Our previous baker left Arlebosc in the early spring and it felt as though the life had gone out of the village. Although he never really seemed to have his heart in the job and the boulangerie was not exactly buzzing, the fact that we would no longer be able to pick up our bread still warm from the oven, and chat to other villagers as we did so, was a huge blow to everybody. So much so that the Mayor and municipal council put everything into finding a successor, and to this end bought the premises and bread oven (which is installed next door in the “château” with the tower that you see on the photos), greatly reducing the financial burden on anyone wishing to take up the challenge.
The mayors of four neighbouring villages were present, together with representatives from the local region and the Département. They all echoed the speech by the mayor of Arlebosc, Jean-Paul Agier, emphasising the importance of farming, craftsmen, small businesses and artisans to the rural economy. The municipality was offering a free baguette to everyone present, and as Jean-Paul said, we’d all be back the next day, since bread needs to be bought fresh daily.
This really does look like a new beginning. Nathan, our new baker (he’s the one looking a bit shell-shocked to the right of the mayor) is only 19, and has just completed his professional training. The great thing is that he is accompanied by his parents, who will be running the shop and organising distribution of depôts de pain to other villages less fortunate than we are. They are friendly and welcoming and are all obviously prepared to work hard and make a success of the venture.

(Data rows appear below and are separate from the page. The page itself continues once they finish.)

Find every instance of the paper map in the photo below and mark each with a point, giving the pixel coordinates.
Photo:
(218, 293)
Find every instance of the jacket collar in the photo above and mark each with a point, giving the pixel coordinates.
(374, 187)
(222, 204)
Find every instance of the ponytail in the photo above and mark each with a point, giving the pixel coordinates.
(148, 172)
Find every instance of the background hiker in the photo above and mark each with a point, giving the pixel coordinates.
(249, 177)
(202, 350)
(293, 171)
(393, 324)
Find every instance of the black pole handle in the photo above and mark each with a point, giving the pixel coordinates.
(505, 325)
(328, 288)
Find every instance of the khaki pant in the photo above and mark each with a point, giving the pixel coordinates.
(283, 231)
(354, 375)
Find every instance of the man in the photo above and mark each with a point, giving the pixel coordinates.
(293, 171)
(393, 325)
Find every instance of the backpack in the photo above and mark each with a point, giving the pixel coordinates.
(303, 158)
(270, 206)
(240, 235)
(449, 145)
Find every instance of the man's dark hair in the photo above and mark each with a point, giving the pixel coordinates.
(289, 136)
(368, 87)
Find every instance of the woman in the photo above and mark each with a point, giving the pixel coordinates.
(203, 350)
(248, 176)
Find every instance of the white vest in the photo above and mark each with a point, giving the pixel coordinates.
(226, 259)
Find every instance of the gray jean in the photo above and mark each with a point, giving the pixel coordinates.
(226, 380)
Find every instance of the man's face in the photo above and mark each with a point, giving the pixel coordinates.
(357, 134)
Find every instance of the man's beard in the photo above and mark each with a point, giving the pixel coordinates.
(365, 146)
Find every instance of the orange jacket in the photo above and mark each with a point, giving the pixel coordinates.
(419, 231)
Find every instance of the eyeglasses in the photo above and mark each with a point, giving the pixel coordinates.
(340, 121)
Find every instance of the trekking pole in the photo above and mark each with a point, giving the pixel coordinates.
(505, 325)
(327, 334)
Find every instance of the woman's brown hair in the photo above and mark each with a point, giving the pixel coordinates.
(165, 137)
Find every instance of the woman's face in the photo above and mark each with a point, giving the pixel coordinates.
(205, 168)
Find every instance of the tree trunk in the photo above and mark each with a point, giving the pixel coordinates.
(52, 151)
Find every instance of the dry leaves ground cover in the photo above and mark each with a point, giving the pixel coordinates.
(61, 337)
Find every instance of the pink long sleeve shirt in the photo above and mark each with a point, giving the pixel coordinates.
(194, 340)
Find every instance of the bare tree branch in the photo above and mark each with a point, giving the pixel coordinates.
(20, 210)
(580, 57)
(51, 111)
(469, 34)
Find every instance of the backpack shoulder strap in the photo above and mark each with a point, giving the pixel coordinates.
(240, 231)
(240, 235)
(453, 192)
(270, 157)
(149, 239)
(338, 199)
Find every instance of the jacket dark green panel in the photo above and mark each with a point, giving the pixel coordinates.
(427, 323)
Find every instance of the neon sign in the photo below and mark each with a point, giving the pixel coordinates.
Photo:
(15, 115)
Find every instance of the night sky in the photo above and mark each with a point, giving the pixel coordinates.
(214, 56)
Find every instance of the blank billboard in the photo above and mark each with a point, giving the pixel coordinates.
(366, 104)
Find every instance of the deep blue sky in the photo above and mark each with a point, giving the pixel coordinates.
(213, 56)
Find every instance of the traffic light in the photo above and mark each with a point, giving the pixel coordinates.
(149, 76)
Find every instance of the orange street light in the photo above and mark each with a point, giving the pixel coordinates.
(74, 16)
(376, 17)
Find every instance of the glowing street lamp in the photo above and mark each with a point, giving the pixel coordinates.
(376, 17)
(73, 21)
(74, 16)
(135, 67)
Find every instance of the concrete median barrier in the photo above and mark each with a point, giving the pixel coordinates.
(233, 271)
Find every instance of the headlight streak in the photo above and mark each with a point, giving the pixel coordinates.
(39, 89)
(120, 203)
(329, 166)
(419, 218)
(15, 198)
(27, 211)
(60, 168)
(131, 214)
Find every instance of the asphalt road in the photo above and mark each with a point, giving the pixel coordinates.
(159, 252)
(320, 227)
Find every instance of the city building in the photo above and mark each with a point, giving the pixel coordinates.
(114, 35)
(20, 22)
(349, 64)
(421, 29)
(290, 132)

The boulangerie has been spruced up, reorganised and repainted and Nathan is making rye bread, wholemeal and country loaves as well as the traditional baguettes and flûtes. It’s a tricky business getting the hang of a new bread oven and pleasing all the clients. The locals generally like their bread well browned, but not so crunchy that the denture-wearers can’t get their teeth into it! Nathan is getting a lot of feed back, and the general opinion is that his bread is really good.
He is also turns out excellent croissants and pains au chocolat, no mean feat, since for the time being he has to bake them in the bread oven whereas they should go into a pastry oven, fan assisted and with no steam. All this really pinpoints how crucial a boulangerie is to local life. Each baker is a true artisan: absolutely everything is made fresh on the premises – no question of freezing dough or baking industrially produced items – so inevitably, each baker has his own touch, within the basic sacred parameters, just as everyone’s pastry comes out slightly differently.
So it’s all good news! The Milhots are a local family from Satilleu, about 20 miles away, so they know that the Ardèche, although wonderful in every way, is not all sunshine and holiday makers, and that the winters are much quieter. Best of all, Nathan is also a qualified pâtissier, so once he has got his head round the business, they will be investing in a pastry oven, and cakes will be back on the menu. Hooray!